Mija 35 lat od zakończenia najdłuższych w powojennym górnictwie podziemnych strajków, podjętych przez załogi kopalni węgla "Piast" (14-28 grudnia 1981 r.) i "Ziemowit" (15-24 grudnia 1981 r.) po wprowadzeniu stanu wojennego. Do końca protestu w każdej z nich pod ziemią wytrwało po ponad tysiąc górników.
"Strajki w kopalniach Piast i Ziemowit fenomenalnie charakteryzują to, co często określa się jako śląską specyfikę: upór, determinację, dyscyplinę i umiejętność zakończenia sporu w odpowiednim momencie" - mówi dyrektor katowickiego oddziału IPN dr Andrzej Sznajder, który wraz dr Jarosławem Neją napisał książkę dokumentującą tamte strajki.
O wyjątkowości obu protestów przesądza nie tylko ich podziemny charakter, ale też wiele niezwykłych epizodów i postaci, dzięki którym pamięć o strajkach z grudnia 1981 r. pozostaje żywa.

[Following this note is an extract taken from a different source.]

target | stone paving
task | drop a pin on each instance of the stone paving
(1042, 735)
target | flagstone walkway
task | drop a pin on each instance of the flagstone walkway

Na obraz strajków składają się m.in. przejmująca podziemna Wigilia, spędzona przy gasnących górniczych lampach, o chlebie, wodzie i jabłkach, historie wzajemnej pomocy i solidarności, próby złamania strajkujących, ale i nieoczywiste postawy ludzi - także tych z drugiej strony barykady, jak dyrektor kopalni Ziemowit Antoni Piszczek i komisarz wojskowy w tej kopalni płk Jerzy Szewełło, którzy – choć formalnie byli po przeciwnej stronie – zasłużyli na szacunek górników. Ewenementem w okresie stanu wojennego było też uniewinnienie przez sąd przywódców strajku w kopalni Piast.
W kopalni Piast podziemny strajk rozpoczął się 14 grudnia, w Ziemowicie dzień później. W obu protestach początkowo uczestniczyło po ok. 2 tys. górników. Do końca wytrwało około tysiąca w każdej z kopalń – były to dwie najdłużej strajkujące w stanie wojennym kopalnie.
"Strajki w kopalniach Piast i Ziemowit fenomenalnie charakteryzują to, co często określa się jako śląską specyfikę: upór, determinację, dyscyplinę i umiejętność zakończenia sporu w odpowiednim momencie" - mówi dyrektor katowickiego oddziału IPN dr Andrzej Sznajder.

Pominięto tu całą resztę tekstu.